C’est le début de la soirée lorsque le téléphone sonne dans les appartements privés du palais de Elysée.

Nicolas Sarkozy : Allo.

David Cameron : Ah, Nicolas, comment vas-tu ? C’est David. J’espère que tu es pleine forme.

Sarkozy : David, comment vas-tu ?

David : Bien, bien. Écoute, Nico, je suis désolé de te déranger avec ça, mais est-ce que je pourrais emprunter le Charlie ce weekend.

Sarkozy : Pardon.

Cameron : Le Charles de Gaulle.

Sarkozy. Encore ? Mais tu l’avais déjà pris la semaine dernière. Et il faut que je te dise mon ami, il est revenu dans un sale état. Tes gars ont bu tout notre Bordeaux et rempli la cave avec du vin allemand.

Les cabines ont été laissées en désordre et ils se sont échoués au large de l’île de Skye.

Cameron : Je suis tout à fait désolé, Nico, je te promets que nous te le rendrons dans un état absolument parfait, cette fois-ci. Il rentrera sans une tache.

Sarkozy : Qu’est-il arrivé au Queen Bess ? La semaine dernière, tu avais dit qu’il devait être à nouveau opérationnel maintenant.

Cameron : Ah oui, euh, c’est un peu embarrassant en fait ; on a eu quelques frayeurs.

Sarkozy : Ah, ces conducteurs anglais.

Cameron : En effet. Mais quoi qu’il en soit, nous entendons des bruits de botte du côté de l’Argentine ...

Sarkozy : Les Malouines.

Cameron : Oui, les Falklands. Nous avons de bons espoirs dans l’exploration pétrolière et nous avons besoin de montrer aux Argentins que nous allons défendre nos intérêts. Donc, je pense que nous allons emmener cette veille baignoire dans l’Atlantique Sud.

Sarkozy : Bon, je ne sais pas, David, c’est très difficile. Ça fait un long chemin et je le voulais pour le sommet Franco-Allemand de Kiel le mois prochain. Je prévois d’arriver à son bord.

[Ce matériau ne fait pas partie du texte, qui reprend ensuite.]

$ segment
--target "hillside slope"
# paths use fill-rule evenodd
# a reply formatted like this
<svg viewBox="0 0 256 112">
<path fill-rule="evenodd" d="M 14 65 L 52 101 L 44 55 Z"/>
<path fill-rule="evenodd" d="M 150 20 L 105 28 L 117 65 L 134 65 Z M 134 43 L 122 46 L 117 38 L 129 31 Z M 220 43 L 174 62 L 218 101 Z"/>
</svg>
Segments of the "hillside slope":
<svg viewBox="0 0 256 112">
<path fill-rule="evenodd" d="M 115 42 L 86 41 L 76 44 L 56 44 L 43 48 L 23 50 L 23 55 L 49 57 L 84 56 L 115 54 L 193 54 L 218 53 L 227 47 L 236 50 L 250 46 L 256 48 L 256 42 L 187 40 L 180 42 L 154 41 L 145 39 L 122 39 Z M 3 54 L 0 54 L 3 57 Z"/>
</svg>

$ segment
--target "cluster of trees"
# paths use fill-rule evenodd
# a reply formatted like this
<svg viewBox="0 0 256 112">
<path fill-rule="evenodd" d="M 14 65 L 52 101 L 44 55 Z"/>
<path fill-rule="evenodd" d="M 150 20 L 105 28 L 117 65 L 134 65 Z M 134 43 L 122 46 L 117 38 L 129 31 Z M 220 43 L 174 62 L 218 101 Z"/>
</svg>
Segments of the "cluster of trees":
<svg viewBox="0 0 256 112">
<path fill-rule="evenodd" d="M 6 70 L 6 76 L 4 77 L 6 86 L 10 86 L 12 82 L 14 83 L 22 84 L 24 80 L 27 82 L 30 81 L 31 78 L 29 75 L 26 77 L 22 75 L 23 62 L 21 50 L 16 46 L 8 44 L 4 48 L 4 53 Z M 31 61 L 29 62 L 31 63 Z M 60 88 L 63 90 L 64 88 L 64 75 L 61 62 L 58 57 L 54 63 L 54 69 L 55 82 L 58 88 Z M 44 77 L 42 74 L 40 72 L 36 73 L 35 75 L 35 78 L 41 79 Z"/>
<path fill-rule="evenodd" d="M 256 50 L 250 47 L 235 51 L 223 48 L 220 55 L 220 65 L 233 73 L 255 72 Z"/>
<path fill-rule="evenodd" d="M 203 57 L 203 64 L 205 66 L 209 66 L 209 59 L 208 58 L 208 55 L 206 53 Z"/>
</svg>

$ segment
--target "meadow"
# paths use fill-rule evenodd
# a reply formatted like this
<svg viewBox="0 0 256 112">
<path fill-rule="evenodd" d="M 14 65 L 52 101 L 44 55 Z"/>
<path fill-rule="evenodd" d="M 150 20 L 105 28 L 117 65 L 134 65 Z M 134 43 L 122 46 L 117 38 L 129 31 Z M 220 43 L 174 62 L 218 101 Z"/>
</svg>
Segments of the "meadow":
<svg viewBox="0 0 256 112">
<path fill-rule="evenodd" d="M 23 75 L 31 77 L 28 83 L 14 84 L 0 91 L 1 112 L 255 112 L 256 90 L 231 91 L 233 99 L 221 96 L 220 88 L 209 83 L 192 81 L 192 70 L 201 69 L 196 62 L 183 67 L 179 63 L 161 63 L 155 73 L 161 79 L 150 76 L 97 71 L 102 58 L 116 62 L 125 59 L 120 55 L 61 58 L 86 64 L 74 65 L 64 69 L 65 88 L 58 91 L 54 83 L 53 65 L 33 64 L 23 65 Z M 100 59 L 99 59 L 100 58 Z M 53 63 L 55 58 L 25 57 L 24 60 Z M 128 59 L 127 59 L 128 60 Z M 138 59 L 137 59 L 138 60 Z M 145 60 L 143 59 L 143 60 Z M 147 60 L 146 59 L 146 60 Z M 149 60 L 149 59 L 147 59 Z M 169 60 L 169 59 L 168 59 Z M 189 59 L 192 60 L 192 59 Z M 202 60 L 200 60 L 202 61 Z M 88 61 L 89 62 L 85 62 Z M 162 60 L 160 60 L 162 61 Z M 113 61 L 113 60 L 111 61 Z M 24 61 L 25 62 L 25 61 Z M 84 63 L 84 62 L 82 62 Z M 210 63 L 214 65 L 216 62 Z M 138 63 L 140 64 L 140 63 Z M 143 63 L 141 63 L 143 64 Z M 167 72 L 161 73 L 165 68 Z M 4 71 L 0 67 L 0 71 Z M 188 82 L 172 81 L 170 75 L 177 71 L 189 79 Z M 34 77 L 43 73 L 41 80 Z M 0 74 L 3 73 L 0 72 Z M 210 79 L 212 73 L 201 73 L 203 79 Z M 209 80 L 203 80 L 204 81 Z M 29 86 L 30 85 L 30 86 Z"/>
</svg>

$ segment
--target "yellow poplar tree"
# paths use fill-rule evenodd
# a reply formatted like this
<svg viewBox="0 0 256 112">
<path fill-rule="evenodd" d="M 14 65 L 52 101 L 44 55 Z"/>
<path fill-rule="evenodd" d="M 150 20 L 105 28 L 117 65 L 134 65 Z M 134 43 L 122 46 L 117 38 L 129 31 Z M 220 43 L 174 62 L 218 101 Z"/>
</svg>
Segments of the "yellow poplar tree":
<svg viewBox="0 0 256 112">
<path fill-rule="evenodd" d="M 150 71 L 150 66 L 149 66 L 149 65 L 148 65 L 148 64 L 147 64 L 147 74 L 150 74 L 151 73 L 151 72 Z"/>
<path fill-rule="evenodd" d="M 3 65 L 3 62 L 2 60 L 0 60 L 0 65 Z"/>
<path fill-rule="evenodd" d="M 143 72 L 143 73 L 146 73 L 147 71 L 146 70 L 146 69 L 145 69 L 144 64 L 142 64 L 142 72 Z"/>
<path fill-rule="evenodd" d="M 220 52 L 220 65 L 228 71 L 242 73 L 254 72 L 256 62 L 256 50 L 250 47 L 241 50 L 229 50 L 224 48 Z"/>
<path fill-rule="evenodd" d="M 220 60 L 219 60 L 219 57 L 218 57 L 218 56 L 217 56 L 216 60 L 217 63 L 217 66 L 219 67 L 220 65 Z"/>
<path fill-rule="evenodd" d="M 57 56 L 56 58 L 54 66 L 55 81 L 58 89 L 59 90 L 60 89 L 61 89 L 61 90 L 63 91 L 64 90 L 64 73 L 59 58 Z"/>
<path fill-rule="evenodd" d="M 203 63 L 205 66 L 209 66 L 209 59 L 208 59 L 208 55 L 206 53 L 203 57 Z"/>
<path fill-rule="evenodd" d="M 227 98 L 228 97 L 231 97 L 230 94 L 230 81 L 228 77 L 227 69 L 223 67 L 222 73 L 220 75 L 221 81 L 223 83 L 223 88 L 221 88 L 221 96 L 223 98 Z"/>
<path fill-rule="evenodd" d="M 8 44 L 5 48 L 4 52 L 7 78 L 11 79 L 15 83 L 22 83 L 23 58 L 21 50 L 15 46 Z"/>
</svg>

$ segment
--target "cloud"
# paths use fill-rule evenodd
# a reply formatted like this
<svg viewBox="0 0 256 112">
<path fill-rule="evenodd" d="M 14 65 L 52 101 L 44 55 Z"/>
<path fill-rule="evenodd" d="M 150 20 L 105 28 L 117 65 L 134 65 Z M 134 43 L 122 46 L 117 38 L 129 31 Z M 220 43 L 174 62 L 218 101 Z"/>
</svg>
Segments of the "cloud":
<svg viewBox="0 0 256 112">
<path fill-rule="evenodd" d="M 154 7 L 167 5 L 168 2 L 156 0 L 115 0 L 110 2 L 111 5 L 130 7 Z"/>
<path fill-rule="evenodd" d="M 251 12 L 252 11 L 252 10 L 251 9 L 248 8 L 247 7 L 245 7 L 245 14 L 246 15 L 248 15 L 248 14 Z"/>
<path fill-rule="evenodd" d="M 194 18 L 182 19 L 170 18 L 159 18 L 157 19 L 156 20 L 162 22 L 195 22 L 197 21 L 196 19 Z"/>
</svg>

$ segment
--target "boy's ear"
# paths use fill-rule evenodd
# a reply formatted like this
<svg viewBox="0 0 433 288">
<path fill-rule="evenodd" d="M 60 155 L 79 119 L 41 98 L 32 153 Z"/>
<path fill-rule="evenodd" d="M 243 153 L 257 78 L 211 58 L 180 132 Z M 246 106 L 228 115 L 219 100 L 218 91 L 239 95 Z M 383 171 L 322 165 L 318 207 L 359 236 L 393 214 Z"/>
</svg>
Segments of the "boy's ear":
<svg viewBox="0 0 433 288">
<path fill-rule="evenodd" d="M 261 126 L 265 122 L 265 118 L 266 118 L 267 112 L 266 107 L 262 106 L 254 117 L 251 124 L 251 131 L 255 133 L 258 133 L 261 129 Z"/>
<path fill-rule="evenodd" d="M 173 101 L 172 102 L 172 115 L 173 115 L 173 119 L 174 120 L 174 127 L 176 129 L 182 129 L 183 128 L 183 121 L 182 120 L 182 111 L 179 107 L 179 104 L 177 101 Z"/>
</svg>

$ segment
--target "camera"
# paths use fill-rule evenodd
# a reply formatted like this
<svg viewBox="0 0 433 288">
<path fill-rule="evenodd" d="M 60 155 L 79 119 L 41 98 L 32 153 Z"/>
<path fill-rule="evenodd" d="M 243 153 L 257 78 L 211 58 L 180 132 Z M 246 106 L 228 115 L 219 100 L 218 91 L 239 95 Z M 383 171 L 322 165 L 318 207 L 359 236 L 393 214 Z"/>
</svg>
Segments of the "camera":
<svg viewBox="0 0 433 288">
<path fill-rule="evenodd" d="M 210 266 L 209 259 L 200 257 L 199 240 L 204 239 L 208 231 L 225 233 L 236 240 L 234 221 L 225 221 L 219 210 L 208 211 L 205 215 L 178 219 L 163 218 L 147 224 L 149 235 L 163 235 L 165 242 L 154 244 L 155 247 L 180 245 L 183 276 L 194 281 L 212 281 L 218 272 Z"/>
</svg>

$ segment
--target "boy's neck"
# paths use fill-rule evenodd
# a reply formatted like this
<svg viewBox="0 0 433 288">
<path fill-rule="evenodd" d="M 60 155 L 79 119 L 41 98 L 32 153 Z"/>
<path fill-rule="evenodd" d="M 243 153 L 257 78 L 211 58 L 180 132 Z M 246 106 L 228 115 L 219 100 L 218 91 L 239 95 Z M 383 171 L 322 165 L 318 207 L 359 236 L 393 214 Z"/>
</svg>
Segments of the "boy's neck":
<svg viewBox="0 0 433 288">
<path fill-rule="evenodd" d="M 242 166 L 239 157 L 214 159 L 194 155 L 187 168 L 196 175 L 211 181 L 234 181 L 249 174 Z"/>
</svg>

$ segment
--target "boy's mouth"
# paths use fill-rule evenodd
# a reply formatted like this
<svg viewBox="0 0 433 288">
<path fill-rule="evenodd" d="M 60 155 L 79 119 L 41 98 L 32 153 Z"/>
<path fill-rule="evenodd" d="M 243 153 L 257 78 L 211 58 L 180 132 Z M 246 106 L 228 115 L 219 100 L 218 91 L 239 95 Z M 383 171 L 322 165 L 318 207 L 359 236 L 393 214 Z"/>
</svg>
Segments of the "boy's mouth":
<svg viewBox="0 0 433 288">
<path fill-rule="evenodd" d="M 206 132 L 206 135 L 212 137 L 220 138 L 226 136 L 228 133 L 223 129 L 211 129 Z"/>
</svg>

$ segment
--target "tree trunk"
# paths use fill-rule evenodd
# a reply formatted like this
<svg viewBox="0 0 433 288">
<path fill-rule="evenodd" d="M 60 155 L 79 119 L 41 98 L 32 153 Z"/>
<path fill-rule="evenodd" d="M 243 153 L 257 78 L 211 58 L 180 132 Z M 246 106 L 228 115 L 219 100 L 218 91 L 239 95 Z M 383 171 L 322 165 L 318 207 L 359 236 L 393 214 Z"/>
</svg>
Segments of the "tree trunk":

Cameron : C’est pour le montrer à Angela ou à Carla ? Nico, j’ai entendu parler de jeunes qui voulaient des voitures rapides, mais là, c’est autre chose.

Sarkozy : Je vois, et qu’est-ce qui t’es passé par la tête quand tu l’as demandé en juin pour emmener Samantha pêcher en Écosse ?

Cameron : Ben, tu sais ce qu’ils disent, que toutes les jolies filles aiment un marin.

Sarkozy : Hélas, je ne suis pas sûr que ça soit possible. L’équipage est en grève.

Cameron : Tu plaisantes ?

Sarkozy : Non, j’essaie de repousser l’âge de la retraite des marins à 32 ans. Tu devais te demander pourquoi nous l’appelions un bâtiment d’attaque [1].

Cameron : Écoute Nicolas, j’ai absolument besoin de ton aide. Est-ce que je peux faire quelque chose en échange ? Je pourrais te prêter le HMS Astute pour t’emmener à Kiel. Nous avons réparé la coque et mis un nouveau commandant.

Sarkozy : Je ne veux pas arriver sur un sous-marin. Je veux quelque chose d’imposant. Tu n’as pas d’autre bâtiment de guerre ?

Cameron : Je me suis débarrassé de presque tous. Mais je vais te dire ; un bon copain dirige la P&O. Je pense pouvoir t’obtenir l’Aurora [2]. Ça ne te gêne pas de passer par les Îles Grecques, n’est-ce pas ?

Notes :

[1Jeu de mot intraduisible en français : en anglais, strike signifie à la fois attaque (frappe) et grève.

[2Un bateau de croisière de luxe de la compagnie P&O Cruises.